Dispatch from our dystopian future: We did it, everyone. All the precious minerals on Earth are gone. There is now officially no earth left on Earth. To be fair, we warned you this could happen!
A handful of big-thinkers (and big spenders) think the answer to Earth’s limited resources lies in space, according to a report in Physics World. From rare earth metals — soon to be renamed “abundant moon metals” — to plenty of ice for outer space rocket fuel, the Earth’s most charismatic satellite has it all. Here are a few of the above-and-beyond schemes to pillage a second celestial body, once we’ve fully looted our own:
1. Our personal, orbiting treasure chest
Our robot overlords (aka iPhones) require certain elements which only occur very rarely on Earth, like ytterbium. That may sound like a sneeze, but it and others are crucial to modern life as we know it — and China, the world’s largest producer of these rare metals, claims it’s running out.
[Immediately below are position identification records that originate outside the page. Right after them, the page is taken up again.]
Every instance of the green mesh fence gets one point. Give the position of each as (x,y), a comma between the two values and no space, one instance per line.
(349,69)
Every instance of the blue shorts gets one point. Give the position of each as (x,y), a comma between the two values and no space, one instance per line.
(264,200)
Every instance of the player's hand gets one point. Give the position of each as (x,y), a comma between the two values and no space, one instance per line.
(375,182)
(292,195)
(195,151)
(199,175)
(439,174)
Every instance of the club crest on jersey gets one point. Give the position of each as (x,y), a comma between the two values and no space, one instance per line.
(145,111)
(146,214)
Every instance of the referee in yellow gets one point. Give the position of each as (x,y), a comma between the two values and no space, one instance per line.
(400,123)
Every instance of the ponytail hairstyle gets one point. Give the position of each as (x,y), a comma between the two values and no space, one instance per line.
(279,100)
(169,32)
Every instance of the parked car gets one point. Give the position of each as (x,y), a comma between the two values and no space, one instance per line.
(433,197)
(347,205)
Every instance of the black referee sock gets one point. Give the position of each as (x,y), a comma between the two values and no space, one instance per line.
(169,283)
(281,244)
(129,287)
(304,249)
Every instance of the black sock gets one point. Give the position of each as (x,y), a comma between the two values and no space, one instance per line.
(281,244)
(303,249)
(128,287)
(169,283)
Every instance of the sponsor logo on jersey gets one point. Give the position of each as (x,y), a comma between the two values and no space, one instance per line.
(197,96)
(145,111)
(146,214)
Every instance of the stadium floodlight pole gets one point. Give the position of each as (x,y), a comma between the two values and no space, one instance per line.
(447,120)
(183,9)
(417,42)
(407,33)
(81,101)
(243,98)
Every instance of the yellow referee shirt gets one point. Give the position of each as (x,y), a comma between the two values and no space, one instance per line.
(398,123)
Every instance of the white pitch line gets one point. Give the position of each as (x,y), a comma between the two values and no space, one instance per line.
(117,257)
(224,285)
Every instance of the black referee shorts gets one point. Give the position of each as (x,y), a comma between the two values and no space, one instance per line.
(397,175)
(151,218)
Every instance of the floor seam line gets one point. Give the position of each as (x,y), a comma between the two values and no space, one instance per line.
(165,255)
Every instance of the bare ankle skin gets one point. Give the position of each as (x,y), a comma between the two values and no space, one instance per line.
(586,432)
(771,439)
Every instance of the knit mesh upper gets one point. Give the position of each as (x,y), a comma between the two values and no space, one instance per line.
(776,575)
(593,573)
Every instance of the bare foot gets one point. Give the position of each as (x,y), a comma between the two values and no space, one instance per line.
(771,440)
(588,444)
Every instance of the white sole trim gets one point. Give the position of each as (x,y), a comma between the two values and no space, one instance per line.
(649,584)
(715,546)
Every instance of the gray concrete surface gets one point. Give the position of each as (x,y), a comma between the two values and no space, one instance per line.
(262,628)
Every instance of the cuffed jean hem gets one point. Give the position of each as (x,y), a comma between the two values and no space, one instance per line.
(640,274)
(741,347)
So it’s no surprise that the rapidly expanding economy is looking for new, extra-planetary sources, says the Institute of Physics:
As for mining the rare-earth elements on the Moon, China is making the most noticeable headway. The Jade Rabbit lander successfully touched down on the Moon in December 2013 and the Chinese space agency has publicly suggested establishing a “base on the Moon as we did in the South Pole and the North Pole”.
2. An outer-space gas station
It’s also possible to loot the moon without bringing any payload back to Earth. Several companies have schemes to mine moon ice and process it into fuel for the myriad artificial satellites orbiting Earth (all for a healthy profit, of course):
Texas-based Shackleton Energy Company (SEC) plans to mine the vast reserves of water ice and convert it into rocket propellant in the form of hydrogen and oxygen, which would then be sold to space partners in low Earth orbit. … Moon Express, another privately funded lunar-resources company, is also interested in using water ice as fuel …
3. The next big real-estate boom
Meanwhile, the FAA has taken the first small steps toward the giant leap of a potential moon land grab, by issuing a permit for privately owned company Bigelow Aerospace to install an inflatable habitat on the moon’s surface. While the permit doesn’t grant any property rights, it does ensure that no one else will try to land on or mine under Bigelow’s bouncy house for the time being.
Which seems a tad preemptive: If we have the technology to build a giant bouncy-house city here on Earth, I don’t think we should delay one more second.